M. P. mieszkał w tym samym budynku co powód.
Między M. P. i R. K. nigdy nie doszło do żadnej kłótni ani bójki.
M. P. nie naruszył nietykalności cielesnej pozwanego, ani nigdy nie spowodował żadnych obrażeń ciała powoda.
/dowód: zeznania pozwanego – k. 158-159 w zw z k. 268; zeznania świadków P. W. – k. 191-193; R. Ł. – k. 249-250; A. G. – k. 250- 252; J. K. – 252-253/
Sąd Okręgowy zważył, co następuje:
Powództwo nie zasługiwało na uwzględnienie. Pozwanemu nie można zarzucić jakichkolwiek działań ani zaniechań, które doprowadziły do powstania u powoda jakiejkolwiek szkody. Przede wszystkim brak jakichkolwiek dowodów potwierdzających twierdzenia powoda o pobiciu jakiego miał dopuścić się pozwany.

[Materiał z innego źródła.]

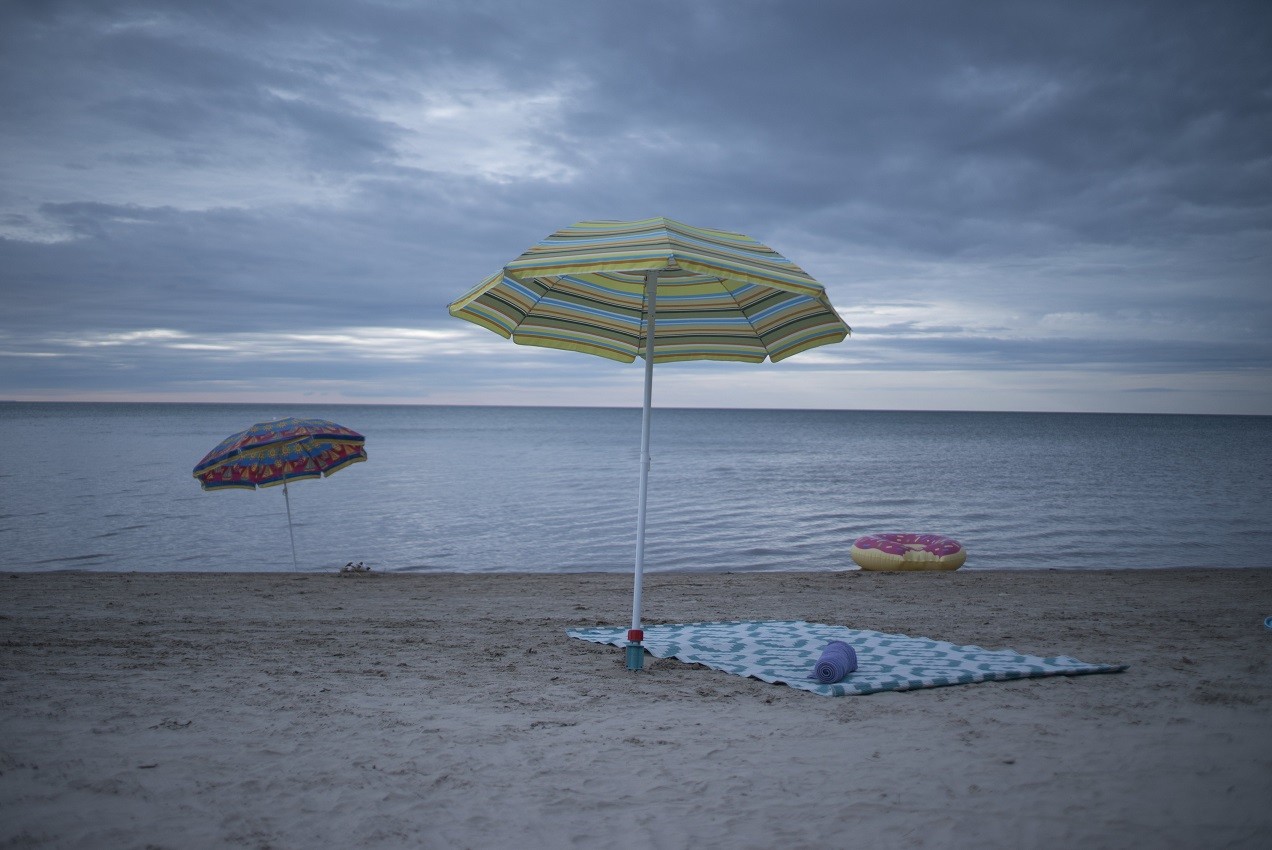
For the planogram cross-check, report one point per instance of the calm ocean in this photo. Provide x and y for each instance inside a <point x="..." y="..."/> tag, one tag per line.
<point x="101" y="486"/>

Okoliczności zdarzenia wskazane przez powoda nie zostały potwierdzone, przez żadnego z powołanych przez niego świadków. Wręcz przeciwnie świadkowi ci zeznali, że żadne pobicie nigdy nie miało miejsce a okoliczności uszkodzenia kolana powoda były zupełnie inne niż ten podał w pozwie.
Powód w trakcie postępowania nie udowodnił, a na nim ciążył ciężar dowodu w tym zakresie, stosownie do zasady wyrażonej w art. 6 k.c., że pozwany wyrządził mu szkodę.
Z wniosku powoda przeciwko pozwanemu toczyło się postępowanie karne, które zostało zakończone na etapie postępowania przygotowawczego odmową wszczęcia postępowania. Postępowanie karne prowadzone z udziałem policji niemieckiej nie wykazało żadnych podstaw do postawienia jakichkolwiek zarzutów pozwanemu. Świadkowie zeznający w niniejszej sprawie potwierdzili treść swoich zeznań złożonych w toku postępowania karnego. Wynika z nich, że nigdy nie doszło żadnego pobicia.
Ewentualna odpowiedzialność odszkodowawcza wynikająca z art. 415 k.c. opiera się na trzech przesłankach w postaci: bezprawności działania lub zaniechania, winie osoby, która dopuściła się bezprawnego działania lub zaniechania i szkodzie będącej normalnym następstwem bezprawnego i zawinionego działania lub zaniechania.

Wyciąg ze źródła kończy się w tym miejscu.